公子於清奇怪的說道,白宮宇對着公子於清翻了個白眼,而夏寶卻是一愣,環望周圍。
“廢話,夏馨不是......”
白宮宇小心的提示了公子於清一下,人家公子於清竟然翻了他兩白眼。
“我說的不是她!”
然後冷冷的說道,白宮宇納悶了,夏寶看了一眼他們,又看了一眼一直沒說話的百裏閻,只見他滿臉淡然,靜靜地看着他們。
“五皇子!”
百裏閻突然說道,這個答案讓不少人驚訝,除了夏寶,夜雨絲和百裏閻,驚訝的那羣人同時環繞周圍一圈,公子於清恍然大悟的點了點頭,那表情彷彿是說,沒錯,就是這個味道!夏寶看了一眼公子於清的表情嘴抽了抽,好像也不用這麼驚訝吧?!不過,那五皇子一定有問題。
離魔境不遠的懸崖上面,有個小木房子裏面。
此時,房間裏一片漆黑。
“你是誰?!出來!”
木屋內傳出一個女人的聲音,就在女人說話只見木屋內的油燈不知是誰點亮了,可依舊沒看見一個人影。

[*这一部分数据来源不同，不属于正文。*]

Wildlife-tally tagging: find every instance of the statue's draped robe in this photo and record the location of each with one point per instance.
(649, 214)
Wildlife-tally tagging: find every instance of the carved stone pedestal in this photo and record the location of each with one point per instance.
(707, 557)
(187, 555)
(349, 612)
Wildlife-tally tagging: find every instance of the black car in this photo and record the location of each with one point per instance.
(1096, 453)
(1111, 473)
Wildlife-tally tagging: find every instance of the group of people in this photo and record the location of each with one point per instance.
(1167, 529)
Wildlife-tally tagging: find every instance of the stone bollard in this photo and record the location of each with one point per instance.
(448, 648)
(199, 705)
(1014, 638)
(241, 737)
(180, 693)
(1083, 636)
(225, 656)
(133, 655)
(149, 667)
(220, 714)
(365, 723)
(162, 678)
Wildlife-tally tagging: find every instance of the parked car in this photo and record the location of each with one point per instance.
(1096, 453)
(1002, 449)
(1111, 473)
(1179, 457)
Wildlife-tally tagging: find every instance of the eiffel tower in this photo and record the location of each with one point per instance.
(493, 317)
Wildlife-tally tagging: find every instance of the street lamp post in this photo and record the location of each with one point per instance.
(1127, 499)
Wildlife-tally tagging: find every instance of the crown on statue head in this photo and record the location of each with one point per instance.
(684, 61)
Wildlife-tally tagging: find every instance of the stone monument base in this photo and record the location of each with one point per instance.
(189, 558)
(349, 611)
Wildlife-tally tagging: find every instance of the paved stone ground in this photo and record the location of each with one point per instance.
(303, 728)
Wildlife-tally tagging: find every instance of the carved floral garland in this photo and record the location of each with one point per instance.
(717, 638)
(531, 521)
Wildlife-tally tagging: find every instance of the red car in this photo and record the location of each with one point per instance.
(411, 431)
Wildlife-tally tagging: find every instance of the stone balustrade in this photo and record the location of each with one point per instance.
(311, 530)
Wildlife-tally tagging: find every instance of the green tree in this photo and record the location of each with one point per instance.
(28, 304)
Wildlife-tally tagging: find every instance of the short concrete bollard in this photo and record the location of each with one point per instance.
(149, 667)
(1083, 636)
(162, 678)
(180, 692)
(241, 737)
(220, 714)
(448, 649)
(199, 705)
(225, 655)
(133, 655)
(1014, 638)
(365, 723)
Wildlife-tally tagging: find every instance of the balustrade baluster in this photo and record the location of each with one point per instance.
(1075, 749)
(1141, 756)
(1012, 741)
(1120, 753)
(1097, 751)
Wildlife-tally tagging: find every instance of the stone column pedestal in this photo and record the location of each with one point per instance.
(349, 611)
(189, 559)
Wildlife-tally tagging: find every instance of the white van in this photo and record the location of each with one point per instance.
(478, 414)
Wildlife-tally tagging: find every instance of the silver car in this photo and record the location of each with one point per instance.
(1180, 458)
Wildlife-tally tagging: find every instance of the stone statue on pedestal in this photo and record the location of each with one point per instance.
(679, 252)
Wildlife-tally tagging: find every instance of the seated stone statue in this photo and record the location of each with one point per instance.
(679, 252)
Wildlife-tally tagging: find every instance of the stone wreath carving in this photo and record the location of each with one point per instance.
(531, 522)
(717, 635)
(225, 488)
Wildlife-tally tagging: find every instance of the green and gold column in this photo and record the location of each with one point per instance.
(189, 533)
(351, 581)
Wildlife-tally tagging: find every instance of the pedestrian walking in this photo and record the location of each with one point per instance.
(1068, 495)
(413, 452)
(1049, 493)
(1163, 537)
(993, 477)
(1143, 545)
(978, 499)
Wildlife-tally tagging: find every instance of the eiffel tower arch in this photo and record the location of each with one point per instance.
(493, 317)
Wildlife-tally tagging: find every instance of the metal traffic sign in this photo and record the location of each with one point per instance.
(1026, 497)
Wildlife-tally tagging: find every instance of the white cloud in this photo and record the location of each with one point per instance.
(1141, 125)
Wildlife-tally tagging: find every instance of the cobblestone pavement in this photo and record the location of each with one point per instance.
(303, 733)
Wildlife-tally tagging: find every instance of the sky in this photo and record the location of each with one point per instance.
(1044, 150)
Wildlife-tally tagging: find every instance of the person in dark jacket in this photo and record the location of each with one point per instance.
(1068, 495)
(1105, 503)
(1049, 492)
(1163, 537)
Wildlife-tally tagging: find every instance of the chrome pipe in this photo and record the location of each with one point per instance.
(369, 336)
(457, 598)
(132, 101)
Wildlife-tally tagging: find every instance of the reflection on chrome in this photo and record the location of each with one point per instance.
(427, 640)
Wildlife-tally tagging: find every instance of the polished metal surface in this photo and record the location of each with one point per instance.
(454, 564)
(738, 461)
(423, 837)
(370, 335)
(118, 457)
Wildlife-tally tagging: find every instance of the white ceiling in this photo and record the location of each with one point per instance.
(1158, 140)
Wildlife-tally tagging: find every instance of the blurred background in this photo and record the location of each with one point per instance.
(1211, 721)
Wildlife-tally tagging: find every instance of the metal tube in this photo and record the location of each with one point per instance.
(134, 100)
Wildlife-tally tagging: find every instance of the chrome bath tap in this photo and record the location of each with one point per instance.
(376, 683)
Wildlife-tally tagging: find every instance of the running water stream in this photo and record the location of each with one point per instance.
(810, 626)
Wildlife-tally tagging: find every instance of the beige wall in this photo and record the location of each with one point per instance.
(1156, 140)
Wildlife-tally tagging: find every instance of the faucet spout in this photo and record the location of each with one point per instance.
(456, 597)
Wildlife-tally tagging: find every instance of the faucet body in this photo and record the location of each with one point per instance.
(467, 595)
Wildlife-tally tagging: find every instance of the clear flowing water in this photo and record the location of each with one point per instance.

“如果我猜的沒錯的話,你就應該是京城裏鼎鼎有名的白丞相家的千金,蕭楓的愛妻,白露吧?!”
一個男人的聲音傳了出來,然後,就是一片沉默。
“你是誰?!可否出來講話?我不習慣,對着一面牆自言自語!”
白露謹慎的問道,那男人一定知道什麼,突然,一個戴狼頭面具的男人走了出來,此時,白露看不清男人的長相,只能看見淡薄的紅脣,還美麗的下包。
“我是誰不重要,重要的是我來的目的!”
男人淡淡的說道,那聲音也是絕美,那種磁性美也讓白露驚豔一把,聽到他的話後,白露眯了眯眼睛,男人看了一眼白露的表情,勾了一下那單薄的脣。
“蕭楓已經派人去找你了,我想你知道,他找你的目的!”
男人淡淡的說道,男人的話讓白露感到一絲奇怪。
“你想知道什麼?!”
白露淡淡地問道,男人笑了笑。
“白千金就是聰明,這次我也是舉手之勞,但是我想以後我們還會有交際,就當你欠我一個消息,如何?!”
男人淡淡的說道,白露想了想,點了點頭。
“那,我就先告辭了,最後提醒百千金一句,千金越早到府內,握住主權的的權利越大!”
男人說完最後一句話,然後就消失了,白露聽完他的話,想了想。
“啓程,速回丞相府!”
白露淡淡的說道,然後,一個人影就走了出來,對着白露點了點頭,兩人就啓程了。
某處,那個戴狼頭男人勾了勾春,靜靜地看這白露消失在自己眼前,然後,才安心的離開了。